Evaluator Ranking by Common-Thesis Score¶

This file ranks evaluators by how many of the most common theses they contain.

For a broader meta-ranking of evaluator preferability for deliberated and comprehensive analysis, see evaluator-preferability-ranking.md.

Method¶

Source of truth: thesis-matrix.md
Covered theses: 1-40
Evaluator stance counted: only A (agree)
Thesis commonness = number of evaluators marked A for that thesis
Evaluator score = sum of thesis commonness values across all theses that evaluator marks A

In formula form:

score(evaluator) = Σ agreement_count(thesis)
                   for every thesis where evaluator stance = A

Interpretation:

Higher score means the evaluator contains more of the directory's most widely shared theses.
This metric rewards both breadth and alignment with high-consensus theses.
It is different from simple thesis-count coverage: an evaluator gets more credit for carrying a thesis agreed by 10 evaluators than one agreed by 2 evaluators.

Rank	Evaluator	Weighted score	Agreed theses	Avg commonness per agreed thesis
1	`deepseek-4-pro`	248	36	6.89
2	`qwen-3.7-max`	242	33	7.33
3	`opus-4.7`	233	31	7.52
4	`gpt-5.5`	217	28	7.75
5	`glm-5.1`	207	26	7.96
6	`kimi-2.6`	199	24	8.29
7	`gpt-5.4`	197	22	8.95
8	`qwen-3.6-plus`	192	23	8.35
9	`mimo-2.5-pro`	190	21	9.05
10	`gemini-3.1-pro`	178	19	9.37

deepseek-4-pro ranks first because it agrees with the widest spread of normalized theses, including many mid-consensus and proposal-specific ones.
qwen-3.7-max and opus-4.7 rank high for the same reason: broad agreement footprint beyond the universal core.
gemini-3.1-pro, mimo-2.5-pro, and gpt-5.4 have higher average commonness per agreed thesis, but they agree with fewer total theses, so their weighted totals are lower.

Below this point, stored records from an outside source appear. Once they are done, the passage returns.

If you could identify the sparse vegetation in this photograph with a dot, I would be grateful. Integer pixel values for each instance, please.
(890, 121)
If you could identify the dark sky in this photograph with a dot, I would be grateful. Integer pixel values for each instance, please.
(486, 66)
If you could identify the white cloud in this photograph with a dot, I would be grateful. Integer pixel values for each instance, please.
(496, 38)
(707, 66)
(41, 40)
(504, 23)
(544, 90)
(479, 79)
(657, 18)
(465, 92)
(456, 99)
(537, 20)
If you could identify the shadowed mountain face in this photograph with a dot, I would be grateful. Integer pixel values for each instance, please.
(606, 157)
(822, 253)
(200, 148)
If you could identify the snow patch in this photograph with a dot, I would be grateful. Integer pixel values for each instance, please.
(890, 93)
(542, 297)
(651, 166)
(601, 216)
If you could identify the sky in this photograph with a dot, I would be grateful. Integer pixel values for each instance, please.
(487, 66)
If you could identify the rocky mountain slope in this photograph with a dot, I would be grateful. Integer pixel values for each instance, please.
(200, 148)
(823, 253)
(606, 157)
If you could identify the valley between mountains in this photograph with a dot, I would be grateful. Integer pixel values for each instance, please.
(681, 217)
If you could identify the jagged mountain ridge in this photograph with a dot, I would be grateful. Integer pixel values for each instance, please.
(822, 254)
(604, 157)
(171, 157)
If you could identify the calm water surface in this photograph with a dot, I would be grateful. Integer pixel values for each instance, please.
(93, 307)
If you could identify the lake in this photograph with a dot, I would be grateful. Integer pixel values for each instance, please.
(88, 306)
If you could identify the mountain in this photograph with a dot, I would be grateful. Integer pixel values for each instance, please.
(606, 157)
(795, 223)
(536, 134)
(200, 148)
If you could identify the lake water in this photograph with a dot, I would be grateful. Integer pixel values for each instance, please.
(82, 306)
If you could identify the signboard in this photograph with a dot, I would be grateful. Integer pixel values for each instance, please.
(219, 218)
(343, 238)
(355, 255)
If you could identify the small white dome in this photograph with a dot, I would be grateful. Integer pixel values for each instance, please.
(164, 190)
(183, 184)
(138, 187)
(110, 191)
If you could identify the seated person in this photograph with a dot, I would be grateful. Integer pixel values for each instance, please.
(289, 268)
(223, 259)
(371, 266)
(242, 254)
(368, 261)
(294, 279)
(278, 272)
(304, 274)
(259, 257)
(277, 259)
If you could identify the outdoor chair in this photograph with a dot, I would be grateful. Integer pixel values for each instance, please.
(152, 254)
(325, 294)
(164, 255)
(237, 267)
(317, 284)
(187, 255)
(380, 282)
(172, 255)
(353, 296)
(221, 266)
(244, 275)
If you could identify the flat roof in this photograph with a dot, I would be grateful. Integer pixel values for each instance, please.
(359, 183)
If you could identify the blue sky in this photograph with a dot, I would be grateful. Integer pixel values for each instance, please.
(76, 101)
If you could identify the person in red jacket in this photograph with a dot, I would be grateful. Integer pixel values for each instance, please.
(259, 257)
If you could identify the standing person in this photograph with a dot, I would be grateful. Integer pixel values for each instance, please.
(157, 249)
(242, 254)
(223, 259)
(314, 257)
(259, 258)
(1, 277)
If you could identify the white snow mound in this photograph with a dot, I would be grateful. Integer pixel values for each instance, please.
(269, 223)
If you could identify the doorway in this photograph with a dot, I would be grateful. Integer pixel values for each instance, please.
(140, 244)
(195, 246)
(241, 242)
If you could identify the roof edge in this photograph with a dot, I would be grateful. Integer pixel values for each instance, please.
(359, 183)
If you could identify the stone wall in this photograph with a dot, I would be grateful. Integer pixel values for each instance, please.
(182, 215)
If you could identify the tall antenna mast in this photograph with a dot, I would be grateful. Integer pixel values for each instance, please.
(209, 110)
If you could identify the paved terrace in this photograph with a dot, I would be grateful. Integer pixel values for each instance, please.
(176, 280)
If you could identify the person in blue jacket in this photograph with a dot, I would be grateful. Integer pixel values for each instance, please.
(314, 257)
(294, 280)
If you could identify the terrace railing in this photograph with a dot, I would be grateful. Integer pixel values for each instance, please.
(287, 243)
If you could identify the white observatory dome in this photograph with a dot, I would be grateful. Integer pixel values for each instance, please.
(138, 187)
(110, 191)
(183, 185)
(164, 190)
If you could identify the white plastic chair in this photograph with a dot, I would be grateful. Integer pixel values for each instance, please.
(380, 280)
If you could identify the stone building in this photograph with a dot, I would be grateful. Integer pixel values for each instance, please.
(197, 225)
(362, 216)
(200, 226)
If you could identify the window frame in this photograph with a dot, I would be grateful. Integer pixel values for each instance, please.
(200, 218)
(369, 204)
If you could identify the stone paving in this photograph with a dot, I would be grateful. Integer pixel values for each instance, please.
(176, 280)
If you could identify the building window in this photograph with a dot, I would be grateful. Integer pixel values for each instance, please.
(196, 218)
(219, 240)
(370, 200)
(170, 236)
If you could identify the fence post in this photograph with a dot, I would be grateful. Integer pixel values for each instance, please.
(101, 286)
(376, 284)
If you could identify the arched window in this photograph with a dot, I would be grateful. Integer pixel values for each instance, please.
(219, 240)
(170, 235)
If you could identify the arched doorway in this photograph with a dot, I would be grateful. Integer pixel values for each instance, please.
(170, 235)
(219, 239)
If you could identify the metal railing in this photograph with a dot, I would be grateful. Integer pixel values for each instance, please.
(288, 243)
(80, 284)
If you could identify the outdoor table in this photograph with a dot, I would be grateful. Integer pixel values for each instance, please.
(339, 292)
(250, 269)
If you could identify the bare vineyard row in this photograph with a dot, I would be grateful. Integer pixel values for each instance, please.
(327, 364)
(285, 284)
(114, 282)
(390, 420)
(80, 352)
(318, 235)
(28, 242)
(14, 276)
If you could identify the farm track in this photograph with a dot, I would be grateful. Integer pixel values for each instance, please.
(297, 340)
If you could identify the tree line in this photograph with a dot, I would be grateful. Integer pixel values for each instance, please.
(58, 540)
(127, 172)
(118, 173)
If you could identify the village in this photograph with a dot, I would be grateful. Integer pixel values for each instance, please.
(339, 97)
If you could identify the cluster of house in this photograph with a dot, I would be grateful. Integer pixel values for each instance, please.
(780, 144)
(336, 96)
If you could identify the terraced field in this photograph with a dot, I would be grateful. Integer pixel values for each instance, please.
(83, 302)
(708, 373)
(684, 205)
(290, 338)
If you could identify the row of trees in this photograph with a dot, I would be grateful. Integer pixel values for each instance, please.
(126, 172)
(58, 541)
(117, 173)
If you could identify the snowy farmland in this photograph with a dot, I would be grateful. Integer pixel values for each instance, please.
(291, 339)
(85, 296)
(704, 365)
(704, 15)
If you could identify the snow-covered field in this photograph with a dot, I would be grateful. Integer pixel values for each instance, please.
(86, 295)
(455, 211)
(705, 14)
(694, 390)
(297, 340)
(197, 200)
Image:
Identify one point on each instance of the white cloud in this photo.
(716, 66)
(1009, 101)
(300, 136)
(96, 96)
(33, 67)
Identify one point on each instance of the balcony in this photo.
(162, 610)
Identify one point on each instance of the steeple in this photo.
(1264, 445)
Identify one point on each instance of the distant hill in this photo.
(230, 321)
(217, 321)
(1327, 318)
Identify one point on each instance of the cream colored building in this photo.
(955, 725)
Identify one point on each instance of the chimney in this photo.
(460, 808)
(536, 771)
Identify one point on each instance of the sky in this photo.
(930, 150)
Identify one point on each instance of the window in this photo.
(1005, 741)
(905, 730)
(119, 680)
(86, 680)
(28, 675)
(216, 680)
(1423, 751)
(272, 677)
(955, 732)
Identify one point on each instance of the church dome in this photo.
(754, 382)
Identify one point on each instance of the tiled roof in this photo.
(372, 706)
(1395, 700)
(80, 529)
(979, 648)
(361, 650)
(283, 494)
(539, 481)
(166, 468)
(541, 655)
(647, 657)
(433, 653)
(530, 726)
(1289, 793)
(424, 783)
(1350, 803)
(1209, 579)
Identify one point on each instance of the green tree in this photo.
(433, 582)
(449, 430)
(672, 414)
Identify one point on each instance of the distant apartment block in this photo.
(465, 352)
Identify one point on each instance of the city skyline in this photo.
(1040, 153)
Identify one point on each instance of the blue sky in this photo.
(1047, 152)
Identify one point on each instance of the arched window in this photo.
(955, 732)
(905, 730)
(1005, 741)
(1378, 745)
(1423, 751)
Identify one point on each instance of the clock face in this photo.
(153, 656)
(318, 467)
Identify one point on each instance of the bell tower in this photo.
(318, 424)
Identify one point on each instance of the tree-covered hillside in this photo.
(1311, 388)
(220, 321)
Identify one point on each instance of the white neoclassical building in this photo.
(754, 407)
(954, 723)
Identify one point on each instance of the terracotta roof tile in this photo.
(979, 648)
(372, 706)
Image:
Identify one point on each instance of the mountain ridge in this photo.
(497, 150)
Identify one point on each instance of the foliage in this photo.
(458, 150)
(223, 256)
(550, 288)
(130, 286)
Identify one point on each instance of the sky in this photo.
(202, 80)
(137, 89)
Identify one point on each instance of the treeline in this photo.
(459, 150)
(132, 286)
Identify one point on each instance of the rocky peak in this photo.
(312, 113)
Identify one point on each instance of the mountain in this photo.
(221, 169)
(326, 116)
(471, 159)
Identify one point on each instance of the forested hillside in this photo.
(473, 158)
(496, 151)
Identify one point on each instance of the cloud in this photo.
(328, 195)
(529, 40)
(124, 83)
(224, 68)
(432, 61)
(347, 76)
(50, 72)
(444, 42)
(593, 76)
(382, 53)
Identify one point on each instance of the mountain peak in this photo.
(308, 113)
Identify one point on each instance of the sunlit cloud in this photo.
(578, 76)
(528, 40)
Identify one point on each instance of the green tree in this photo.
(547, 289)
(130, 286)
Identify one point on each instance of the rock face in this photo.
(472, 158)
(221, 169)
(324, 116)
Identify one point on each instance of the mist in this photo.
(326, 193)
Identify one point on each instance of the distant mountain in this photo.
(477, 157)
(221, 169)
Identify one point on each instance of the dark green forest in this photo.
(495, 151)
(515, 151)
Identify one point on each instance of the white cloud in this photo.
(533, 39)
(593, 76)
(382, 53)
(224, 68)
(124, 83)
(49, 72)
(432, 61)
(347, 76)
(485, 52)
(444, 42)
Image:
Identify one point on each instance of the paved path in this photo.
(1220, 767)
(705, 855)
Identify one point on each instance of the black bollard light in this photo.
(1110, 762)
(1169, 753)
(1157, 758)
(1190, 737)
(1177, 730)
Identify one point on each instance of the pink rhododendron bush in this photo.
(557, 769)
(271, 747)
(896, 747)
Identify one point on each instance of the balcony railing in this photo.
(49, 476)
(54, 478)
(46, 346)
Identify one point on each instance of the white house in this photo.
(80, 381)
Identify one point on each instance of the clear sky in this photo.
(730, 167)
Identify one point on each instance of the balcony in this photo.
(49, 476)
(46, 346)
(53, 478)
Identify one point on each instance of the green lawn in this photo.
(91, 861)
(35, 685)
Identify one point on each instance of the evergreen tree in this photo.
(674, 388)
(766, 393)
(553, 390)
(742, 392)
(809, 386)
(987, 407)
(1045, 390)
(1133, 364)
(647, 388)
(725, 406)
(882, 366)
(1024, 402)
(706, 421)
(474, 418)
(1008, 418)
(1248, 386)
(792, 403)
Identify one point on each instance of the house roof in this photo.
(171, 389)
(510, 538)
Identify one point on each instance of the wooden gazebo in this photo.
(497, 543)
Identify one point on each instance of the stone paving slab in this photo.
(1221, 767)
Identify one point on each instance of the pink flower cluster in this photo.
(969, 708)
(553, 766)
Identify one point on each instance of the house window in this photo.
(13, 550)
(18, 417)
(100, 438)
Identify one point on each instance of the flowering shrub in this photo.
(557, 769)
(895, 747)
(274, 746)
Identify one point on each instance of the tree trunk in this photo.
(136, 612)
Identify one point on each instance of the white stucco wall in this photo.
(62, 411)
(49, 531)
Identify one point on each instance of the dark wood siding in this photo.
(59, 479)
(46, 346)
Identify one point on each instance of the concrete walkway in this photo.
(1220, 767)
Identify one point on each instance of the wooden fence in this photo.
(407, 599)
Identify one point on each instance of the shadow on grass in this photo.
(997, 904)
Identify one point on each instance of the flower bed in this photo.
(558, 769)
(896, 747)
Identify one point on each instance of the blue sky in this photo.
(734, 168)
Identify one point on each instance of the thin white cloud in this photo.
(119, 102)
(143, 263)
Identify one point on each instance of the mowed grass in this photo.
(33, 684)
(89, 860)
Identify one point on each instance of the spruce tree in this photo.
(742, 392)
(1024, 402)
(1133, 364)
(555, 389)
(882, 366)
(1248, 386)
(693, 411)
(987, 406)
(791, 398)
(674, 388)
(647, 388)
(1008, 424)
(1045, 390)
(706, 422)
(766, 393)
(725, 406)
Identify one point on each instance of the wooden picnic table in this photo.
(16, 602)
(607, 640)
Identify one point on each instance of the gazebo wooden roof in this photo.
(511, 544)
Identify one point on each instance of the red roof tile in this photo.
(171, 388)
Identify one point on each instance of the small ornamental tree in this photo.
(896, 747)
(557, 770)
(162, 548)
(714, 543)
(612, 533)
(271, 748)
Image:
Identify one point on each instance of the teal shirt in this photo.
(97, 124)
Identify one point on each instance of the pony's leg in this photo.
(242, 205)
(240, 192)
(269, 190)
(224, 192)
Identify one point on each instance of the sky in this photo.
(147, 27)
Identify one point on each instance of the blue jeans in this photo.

The universal theses (1-12) contribute equally to every evaluator, so most rank separation comes from theses 13-40.
Aggregate ranking-count theses (41-44) are excluded because they are already derived summary facts, not independent stance rows.
If needed, a second ranking can be added later using a different weighting rule, such as inverse chart rank instead of raw agreement count.